La corte dei Conti ha aperto un fascicolo sul caso di Stefano Cucchi. L’ipotesi è un eventuale reato contro l’amministrazione della giustizia ma bisognerà attendere che il processo in corso arrivi a sentenza definitiva. Nel frattempo anche l’avvocato della famiglia Cucchi annuncia l’intenzione di voler muover un’azione risarcitoria nei confronti dello Stato. Il processo per l’omicidio del geometra romano è ancora in corso, mentre parallelamente le indagini per il depistaggio del pm Giovanni Musarò sono a una svolta. “C’è un fascicolo aperto all’indomani dell’episodio ma siamo in attesa del giudicato penale sulla vicenda”, dice Massimiliano Minerva, consigliere della Corte dei Conti del Lazio. “Per muoversi su un eventuale danno di immagine – aggiunge – la norma prevede il passaggio in giudicato della sentenza. Il fatto è che in un primo momento nella vicenda Cucchi si ipotizzavano solo reati di violenza privata, estranei alla Pa, adesso invece, negli ultimi processi stanno venendo fuori reati diversi come il falso, che anche questo non riguarda la pubblica amministrazione, oppure il cosiddetto depistaggio, che potrebbe essere un reato contro l’amministrazione della giustizia, quindi un primo profilo potrebbe essere questo quando ci sarà il giudicato”.
Dichiarazioni, quelle di Minerva, alle quali si aggiunge l’annuncio di Fabio Anselmo: “Alla luce della catena di falsi che sta emergendo, stiamo prendendo in considerazione un’azione legale nei confronti del Comune di Roma e valutiamo un’azione riscarcitoria nei confronti dello Stato”, ha detto l’avvocato della famiglia. “Il primo processo, quello sui medici, sarebbe terminato con la prescrizione ma – spiega Anselmo – rimane in piedi solo per l’ormai unica parte civile, che è il Comune di Roma. Di fatto tutto ciò sta aiutando medici e carabinieri, i quali sperano di usufruire di una perizia che si basa su un processo sbagliato e sulle deposizioni di carabinieri che oggi sono imputati e coinvolti nell’inchiesta bis”.

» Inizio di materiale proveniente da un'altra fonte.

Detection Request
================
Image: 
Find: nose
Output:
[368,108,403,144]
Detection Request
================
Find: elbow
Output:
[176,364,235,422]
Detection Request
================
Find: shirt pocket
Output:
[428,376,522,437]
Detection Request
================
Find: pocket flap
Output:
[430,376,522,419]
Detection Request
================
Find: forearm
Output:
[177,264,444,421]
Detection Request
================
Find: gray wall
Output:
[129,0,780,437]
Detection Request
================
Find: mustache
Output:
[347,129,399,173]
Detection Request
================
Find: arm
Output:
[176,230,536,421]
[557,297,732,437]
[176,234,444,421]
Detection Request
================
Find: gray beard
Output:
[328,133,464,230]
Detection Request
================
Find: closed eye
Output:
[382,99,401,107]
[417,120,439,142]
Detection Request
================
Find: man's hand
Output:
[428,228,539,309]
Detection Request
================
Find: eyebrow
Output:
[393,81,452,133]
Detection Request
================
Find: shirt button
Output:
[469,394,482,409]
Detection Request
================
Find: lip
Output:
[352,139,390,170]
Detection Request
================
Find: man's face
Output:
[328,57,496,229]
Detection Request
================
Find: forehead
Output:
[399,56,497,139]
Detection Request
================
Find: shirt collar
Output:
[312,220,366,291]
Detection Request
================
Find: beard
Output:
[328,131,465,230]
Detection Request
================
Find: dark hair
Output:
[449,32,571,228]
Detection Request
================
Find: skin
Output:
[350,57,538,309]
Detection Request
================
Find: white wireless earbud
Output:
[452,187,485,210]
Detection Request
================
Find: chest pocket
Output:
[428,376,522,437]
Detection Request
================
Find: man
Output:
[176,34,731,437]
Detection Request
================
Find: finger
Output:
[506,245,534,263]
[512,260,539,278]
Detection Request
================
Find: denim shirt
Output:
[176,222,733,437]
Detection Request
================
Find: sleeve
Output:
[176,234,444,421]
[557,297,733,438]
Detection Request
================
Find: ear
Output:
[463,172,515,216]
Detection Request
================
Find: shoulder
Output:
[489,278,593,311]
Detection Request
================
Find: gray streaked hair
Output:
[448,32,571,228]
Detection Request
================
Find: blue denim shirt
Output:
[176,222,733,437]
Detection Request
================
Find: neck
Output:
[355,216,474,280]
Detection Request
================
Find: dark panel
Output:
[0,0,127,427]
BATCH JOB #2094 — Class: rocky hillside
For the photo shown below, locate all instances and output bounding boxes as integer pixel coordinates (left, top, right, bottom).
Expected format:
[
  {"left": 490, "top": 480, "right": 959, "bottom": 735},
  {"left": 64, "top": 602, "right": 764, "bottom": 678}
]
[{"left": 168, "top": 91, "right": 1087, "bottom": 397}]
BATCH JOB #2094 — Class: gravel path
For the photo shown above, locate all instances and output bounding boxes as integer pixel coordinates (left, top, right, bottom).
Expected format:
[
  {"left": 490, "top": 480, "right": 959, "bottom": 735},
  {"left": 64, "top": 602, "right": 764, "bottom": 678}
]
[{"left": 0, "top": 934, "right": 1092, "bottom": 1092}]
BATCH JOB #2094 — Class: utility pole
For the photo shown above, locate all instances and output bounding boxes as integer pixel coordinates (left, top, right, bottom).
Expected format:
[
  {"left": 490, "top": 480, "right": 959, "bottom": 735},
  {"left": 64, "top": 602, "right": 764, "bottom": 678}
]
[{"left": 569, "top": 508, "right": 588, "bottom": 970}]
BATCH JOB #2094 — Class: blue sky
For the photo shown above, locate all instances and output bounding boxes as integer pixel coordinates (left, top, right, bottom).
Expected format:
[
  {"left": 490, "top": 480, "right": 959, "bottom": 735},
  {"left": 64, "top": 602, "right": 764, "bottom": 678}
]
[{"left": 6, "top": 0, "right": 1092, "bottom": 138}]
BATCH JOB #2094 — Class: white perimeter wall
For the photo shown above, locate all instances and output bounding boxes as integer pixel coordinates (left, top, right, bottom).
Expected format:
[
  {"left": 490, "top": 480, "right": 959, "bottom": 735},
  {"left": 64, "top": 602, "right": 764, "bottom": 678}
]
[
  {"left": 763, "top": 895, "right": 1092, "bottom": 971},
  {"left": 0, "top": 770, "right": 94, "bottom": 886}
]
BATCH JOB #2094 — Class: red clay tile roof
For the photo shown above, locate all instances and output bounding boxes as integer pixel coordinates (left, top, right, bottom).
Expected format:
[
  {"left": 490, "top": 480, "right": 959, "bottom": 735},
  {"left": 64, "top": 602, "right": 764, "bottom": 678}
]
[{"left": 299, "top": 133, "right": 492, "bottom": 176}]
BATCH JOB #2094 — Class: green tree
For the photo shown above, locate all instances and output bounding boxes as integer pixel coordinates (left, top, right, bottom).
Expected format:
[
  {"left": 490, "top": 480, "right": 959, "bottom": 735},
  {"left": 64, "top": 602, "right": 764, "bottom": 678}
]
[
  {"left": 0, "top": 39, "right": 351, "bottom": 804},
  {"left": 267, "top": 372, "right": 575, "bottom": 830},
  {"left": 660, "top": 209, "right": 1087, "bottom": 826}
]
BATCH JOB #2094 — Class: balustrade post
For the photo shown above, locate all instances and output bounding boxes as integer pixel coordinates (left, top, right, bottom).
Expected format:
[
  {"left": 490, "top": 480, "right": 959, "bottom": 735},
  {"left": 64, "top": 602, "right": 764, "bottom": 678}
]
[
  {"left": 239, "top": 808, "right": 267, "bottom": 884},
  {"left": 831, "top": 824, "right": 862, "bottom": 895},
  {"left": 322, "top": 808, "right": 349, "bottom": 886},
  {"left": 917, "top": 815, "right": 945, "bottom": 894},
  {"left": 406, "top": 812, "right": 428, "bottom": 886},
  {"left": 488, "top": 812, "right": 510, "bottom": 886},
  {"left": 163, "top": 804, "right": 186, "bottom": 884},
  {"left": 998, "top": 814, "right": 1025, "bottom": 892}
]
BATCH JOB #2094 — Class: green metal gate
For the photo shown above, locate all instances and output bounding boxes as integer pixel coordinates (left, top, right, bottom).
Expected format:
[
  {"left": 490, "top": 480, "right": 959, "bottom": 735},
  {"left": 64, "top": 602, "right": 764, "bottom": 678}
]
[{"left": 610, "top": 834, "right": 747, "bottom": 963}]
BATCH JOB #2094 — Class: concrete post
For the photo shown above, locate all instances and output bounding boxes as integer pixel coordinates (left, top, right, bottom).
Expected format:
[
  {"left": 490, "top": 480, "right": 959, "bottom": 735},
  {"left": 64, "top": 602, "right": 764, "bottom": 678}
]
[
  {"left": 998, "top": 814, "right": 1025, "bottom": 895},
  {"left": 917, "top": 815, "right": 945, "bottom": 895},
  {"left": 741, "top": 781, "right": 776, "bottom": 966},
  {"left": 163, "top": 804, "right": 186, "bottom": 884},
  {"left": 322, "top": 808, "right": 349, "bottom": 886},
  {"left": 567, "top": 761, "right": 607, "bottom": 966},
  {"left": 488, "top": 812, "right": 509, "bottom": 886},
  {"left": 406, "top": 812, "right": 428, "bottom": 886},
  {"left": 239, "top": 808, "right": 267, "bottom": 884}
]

Nel processo in corso a Roma sono imputati cinque carabinieri: Francesco Tedesco, Alessio Di Bernardo e Raffaele D’Alessandro devono rispondere di omicidio preterintenzionale, mentre Roberto Mandolini di calunnia e falso, e Vincenzo Nicolardi di calunnia. Parallelamente va avanti un’altra inchiesta, quella sui militari che depistarono le indagini sulla morte di Cucchi già nel novembre del 2009. Diversi gli alti ufficiali indatagati mentre ieri in aula ha testimoniato il generale Vittorio Tomasone .
Diversi i “non ricordo” della deposizione del generale. Anche quando il pm chiede: “Lei sa se l’Arma dei carabinieri avesse nominato specialisti per fare una sorta di consulenza parallela”. E così Musarò, che quell’atto lo ha appena depositato, non riesce a trattenersi: “Sono in imbarazzo. Queste righe smentiscono in modo clamoroso Tomasone. Ed è un atto firmato dal generale. Se non me lo fate esibire la dichiarazione risulta falsa e lo dobbiamo far tornare”. E ci riprova: “Come facevate a conoscere i risultati parziali dell’autopsia?”, chiede il pm. Il generale ha replicato di non ricordare come fosse stata assunta quell’informazione. Eppure in questa nota, come spiega il pm, si anticipa il contenuto di un’autopsia che all’epoca neanche esisteva: “L’atto di Tomasone è del primo novembre – spiega Musarò –. Il 23 ottobre 2009 il dottor Tancredi era stato nominato consulente di parte civile. Il 6 novembre Tancredi (…) dice ‘Non sono in grado da solo di fare questa autopsia’ e auspica l’inserimento di altri consulenti’”.